This was a hard one for me to get into. For starters I have not read the second book, the one before this, and it has a totally different opening feel. Gone is the grittiness and neon sense of the Chicago created in True Detective. Instead you open with Heller at war, and spending a lot of time in the jungle. It's necessary to show how his views change as he opens the case but you spend a lot of time in the war and the chapters just weren't that engaging to me. When it returns to the classic noir genre it was excellent. The novel ends with everyone and everything changed, old crime bosses being fallible, and deaths coming to those close to Heller. Heller himself isn't as cynical or anti-heroic as in the past. War changes him and he starts to grow a conscience, one that cannot be swayed by money or women. It does weaken him a bit but it's necessary with the way the world is changing with war. A great book although, so far, one of my lesser favorites in the Heller series.
What do You think about The Million Dollar Wound (1986)?
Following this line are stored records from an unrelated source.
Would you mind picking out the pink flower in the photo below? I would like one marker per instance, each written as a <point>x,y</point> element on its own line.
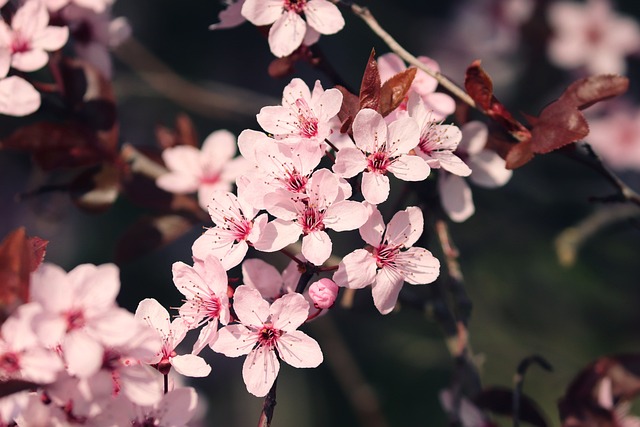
<point>171,333</point>
<point>304,116</point>
<point>29,38</point>
<point>323,293</point>
<point>616,138</point>
<point>440,104</point>
<point>21,355</point>
<point>592,35</point>
<point>379,150</point>
<point>387,264</point>
<point>267,333</point>
<point>18,97</point>
<point>323,207</point>
<point>236,227</point>
<point>289,29</point>
<point>204,171</point>
<point>231,16</point>
<point>437,141</point>
<point>205,287</point>
<point>488,170</point>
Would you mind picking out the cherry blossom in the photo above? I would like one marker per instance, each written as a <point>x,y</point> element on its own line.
<point>18,97</point>
<point>592,35</point>
<point>437,141</point>
<point>236,227</point>
<point>21,355</point>
<point>616,138</point>
<point>171,333</point>
<point>391,260</point>
<point>231,16</point>
<point>323,293</point>
<point>29,38</point>
<point>289,29</point>
<point>80,313</point>
<point>204,171</point>
<point>440,104</point>
<point>205,287</point>
<point>379,150</point>
<point>488,170</point>
<point>304,116</point>
<point>265,334</point>
<point>324,207</point>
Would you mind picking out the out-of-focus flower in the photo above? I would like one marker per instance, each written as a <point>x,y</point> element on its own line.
<point>488,170</point>
<point>616,138</point>
<point>289,29</point>
<point>208,170</point>
<point>24,44</point>
<point>268,333</point>
<point>592,35</point>
<point>323,293</point>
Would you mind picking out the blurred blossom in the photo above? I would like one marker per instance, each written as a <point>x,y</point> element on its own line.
<point>616,138</point>
<point>591,35</point>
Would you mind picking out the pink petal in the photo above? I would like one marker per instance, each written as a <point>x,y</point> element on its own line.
<point>286,34</point>
<point>357,270</point>
<point>234,341</point>
<point>424,267</point>
<point>455,196</point>
<point>299,350</point>
<point>262,276</point>
<point>18,97</point>
<point>410,168</point>
<point>250,307</point>
<point>289,312</point>
<point>190,365</point>
<point>260,370</point>
<point>405,227</point>
<point>369,130</point>
<point>316,247</point>
<point>346,215</point>
<point>323,16</point>
<point>349,162</point>
<point>262,12</point>
<point>385,290</point>
<point>375,187</point>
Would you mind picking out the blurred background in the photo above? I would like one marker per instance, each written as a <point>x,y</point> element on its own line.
<point>524,300</point>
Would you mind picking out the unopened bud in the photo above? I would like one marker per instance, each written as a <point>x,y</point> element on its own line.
<point>323,293</point>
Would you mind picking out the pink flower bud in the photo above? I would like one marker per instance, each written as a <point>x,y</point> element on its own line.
<point>323,293</point>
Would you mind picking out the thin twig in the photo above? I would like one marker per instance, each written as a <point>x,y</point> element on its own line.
<point>268,406</point>
<point>371,21</point>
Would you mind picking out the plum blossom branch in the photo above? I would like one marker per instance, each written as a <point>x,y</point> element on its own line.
<point>365,14</point>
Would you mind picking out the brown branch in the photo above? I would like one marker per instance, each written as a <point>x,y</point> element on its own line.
<point>371,21</point>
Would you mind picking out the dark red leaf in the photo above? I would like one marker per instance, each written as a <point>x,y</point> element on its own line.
<point>395,90</point>
<point>151,233</point>
<point>499,400</point>
<point>16,263</point>
<point>479,86</point>
<point>348,110</point>
<point>371,85</point>
<point>96,189</point>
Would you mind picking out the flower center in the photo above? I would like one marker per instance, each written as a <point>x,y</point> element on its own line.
<point>296,6</point>
<point>9,363</point>
<point>268,336</point>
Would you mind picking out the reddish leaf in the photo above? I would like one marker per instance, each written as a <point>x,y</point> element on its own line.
<point>499,400</point>
<point>348,110</point>
<point>151,233</point>
<point>395,90</point>
<point>96,189</point>
<point>19,256</point>
<point>371,85</point>
<point>479,86</point>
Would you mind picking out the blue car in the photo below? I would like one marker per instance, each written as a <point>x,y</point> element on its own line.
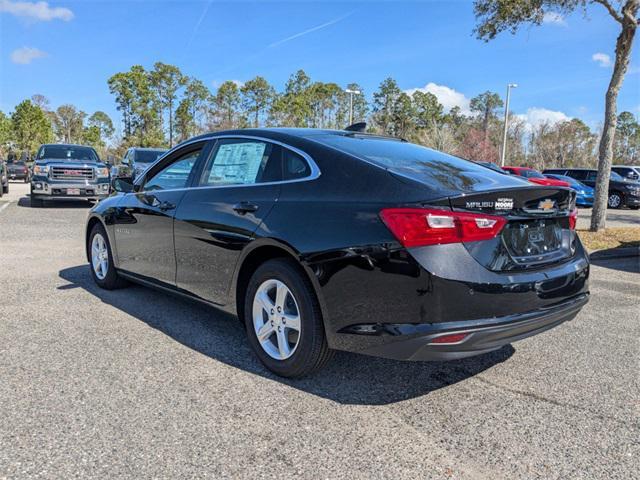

After reading the first two Nathan Heller novels, I became a devotee. I appreciate how Collins blends fact and fiction in this series and, given my penchant for mob-crime stories, I have been fascinated by the subject matter. I find Collins' writing style comfortable and rarely find myself struggling with the narrative. He presents scenes in a logical sequence and weaves a story line that has continuity, intrigue, and gripping action. At the end of "Million Dollar Wound," Nate Heller is an aging former detective reflecting upon his professional life amid the various mob characters and government crime fighters who chased them -- most of whom are dead. IMHO, the Nathan Heller trilogy is outstanding and I highly recommend it to anyone who enjoys the criminal-detective genre.
—Ken Bour
As a fan of the author Max Allan Collins I have been enjoying the exploits of Nathan Heller and the way it incorporates historic moments and people. As i started this novel I wasn't enjoying the WW 2 exploits of Mr Heller. Mainly because it reminded me of the Norman Mailer novel the Naked and the Dead which wasn't a novel i enjoyed (I know its blasphemy to speak of such a well regarded novel but hey its my opinion) But once the setting came back to Chicago and the world of gangsters i was in heaven. As with the previous novels this book reminds me of old detective movies like The Big Sleep and the Maltese Falcon (The best detective movies are in black and white)
—Vincent Lombardo
Another great Nate Heller mystery. After Pearl Harbor Nate Heller and his buddy Barney Ross get drunk, lie about their ages and join the Marines. They end up on Guadalcanal. Suffering from malaria Heller is pinned down while on patrol. Ross is wounded as are several others. Heller suffers battle fatigue and is honorably discharged after he recovers. After he is discharged he has to reacquaint himself with a case that he had worked on years before.This one is a little more raw than the prior two. The novel has a lot of threads, Heller fighting on Guadalcanal. Heller investigating mob connections to unions in the late 30s. Heller dealing with both of those issues as he recovers from malaria he contracted on Guadalcanal. The threads interweave themselves throughout the book. Like all of the books it is well written, lots of fun, plenty of historical figures, and at least two conspiracy theories.